Aljoša Vojnović

Personal information
- Date of birth: 24 October 1985 (age 39)
- Place of birth: Osijek, SR Croatia, SFR Yugoslavia
- Height: 1.81 m (5 ft 11+1⁄2 in)
- Position(s): Defensive midfielder

Youth career
- 1995–2003: Osijek

Senior career*
- Years: Team / Apps / (Gls)
- 2003–2007: Osijek / 41 / (4)
- 2003–2005: → Metalac Osijek (loan) / 49 / (13)
- 2007: Raufoss / 9 / (4)
- 2008: Kärnten / 11 / (3)
- 2008–2009: Croatia Sesvete / 28 / (4)
- 2009–2012: Slaven Belupo / 56 / (7)
- 2012: Mes Kerman / 14 / (1)
- 2012–2014: RNK Split / 71 / (7)
- 2015: Osijek / 15 / (6)
- 2015: Dinamo București / 19 / (1)
- 2016–2018: Osijek / 43 / (3)
- 2017–2018: → Istra 1961 (loan) / 23 / (2)
- 2018–2019: Zalaegerszeg / 7 / (2)
- 2019: Kaposvár / 2 / (0)
- Total:  / 388 / (56)

International career
- 2004–2007: Croatia U21 / 14 / (3)

= Aljoša Vojnović =

Croatian sports journalist and pundit

Aljoša Vojnović (born 24 October 1985) is a Croatian retired footballer. He currently works as a columnist for Telesport and as a pundit at Nova TV.

== Club career ==
Aljoša Vojnović started his professional career in NK Osijek. In NK Osijek he was not in the first team plans so he tried his luck abroad. He was on try outs in a famous German club TSV 1860 München where the coach Marco Kurz said "he left a good impression on him". The transfer didn't go through. Later on, he tried getting an acquisition in some other clubs. First, in Norwegian club Raufoss Fotball and second, in Austrian Kärnten. Although he did spend a whole year in Kärnten (where he scored a few times) he returned to Croatia in the season 2008–2009 by signing a contract with newly promoted Croatia Sesvete. Some good performances and 4 goals in the Prva HNL which made him the club's second best scorer earned him a contract with NK Slaven Belupo.

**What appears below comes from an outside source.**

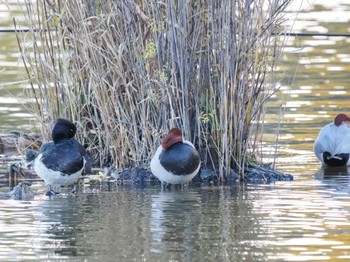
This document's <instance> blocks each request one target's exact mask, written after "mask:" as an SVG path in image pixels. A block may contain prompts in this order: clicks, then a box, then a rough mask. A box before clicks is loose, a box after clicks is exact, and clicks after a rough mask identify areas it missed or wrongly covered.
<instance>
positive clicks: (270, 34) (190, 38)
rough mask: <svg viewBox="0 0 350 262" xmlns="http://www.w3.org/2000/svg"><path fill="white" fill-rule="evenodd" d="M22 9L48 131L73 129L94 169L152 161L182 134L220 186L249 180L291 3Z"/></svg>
mask: <svg viewBox="0 0 350 262" xmlns="http://www.w3.org/2000/svg"><path fill="white" fill-rule="evenodd" d="M25 2H26V7H27V14H28V23H29V27H30V29H31V30H30V33H28V34H26V36H25V37H24V38H23V39H20V40H19V42H20V47H21V51H22V55H23V59H24V61H25V65H26V68H27V72H28V77H29V81H30V84H31V85H32V93H33V94H34V98H35V101H36V107H35V109H36V110H35V112H36V114H37V115H38V117H39V118H40V120H41V121H42V122H43V123H48V122H50V121H51V120H52V119H53V118H56V117H67V118H69V119H72V120H75V121H77V123H79V125H80V126H78V129H79V131H80V132H79V139H80V140H81V141H82V142H84V143H85V144H87V145H88V146H89V147H88V150H89V151H90V152H92V153H95V155H96V156H98V157H97V158H98V160H99V163H100V164H103V163H106V162H111V163H113V164H115V165H116V167H117V168H120V167H128V166H134V165H144V164H148V163H149V160H150V158H151V156H152V154H153V152H154V150H155V149H156V147H157V146H158V145H159V143H160V139H161V136H162V135H163V134H165V133H166V132H167V131H168V130H169V129H170V128H172V127H175V126H176V127H180V128H181V129H182V130H183V132H184V136H185V137H186V138H187V139H189V140H191V141H192V142H194V144H195V145H196V147H197V148H198V149H199V150H200V152H201V155H202V158H203V159H202V160H203V162H204V163H203V165H208V166H211V167H214V168H215V169H217V170H218V174H219V177H220V178H225V177H226V176H227V175H228V174H229V172H230V169H234V170H236V171H238V172H240V173H241V174H243V170H244V166H245V162H246V161H247V158H248V156H251V155H254V154H255V153H256V150H257V143H258V140H259V135H260V133H261V123H262V120H263V116H264V105H265V103H266V101H267V100H268V98H269V96H271V94H273V93H274V92H275V91H276V88H277V87H276V85H274V84H272V78H273V72H274V66H275V62H276V58H277V57H278V54H279V50H280V47H279V46H278V45H277V44H276V43H277V41H276V36H275V35H274V34H273V33H276V29H277V28H278V27H279V26H280V25H281V22H282V20H283V11H284V9H285V7H286V6H287V5H288V4H289V2H290V0H271V1H264V0H256V1H254V0H236V1H231V0H204V1H199V0H196V1H195V0H192V1H185V0H180V1H170V0H166V1H152V0H143V1H141V0H136V1H134V0H119V1H112V0H106V1H96V0H89V1H31V0H26V1H25ZM43 126H44V127H46V126H47V125H43ZM43 132H44V133H45V134H47V133H48V130H47V129H45V130H43Z"/></svg>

On 25 June 2009 NK Slaven Belupo have announced that they have signed young striker Aljoša Vojnović from NK Croatia Sesvete on a three-year contract worth €50 000. NK Slaven Belupo will also have to pay a percentage of players future transfer to NK Croatia Sesvete.

After his three years in Slaven, and a spell in Iran, Vojnović moved to RNK Split where he, a striker at the beginning of his career, established himself further as a defensive midfielder.

In the first days of 2015, he moved back to his first club, NK Osijek, only to move later that year to Dinamo București where he became captain. He was released from Dinamo in December 2015.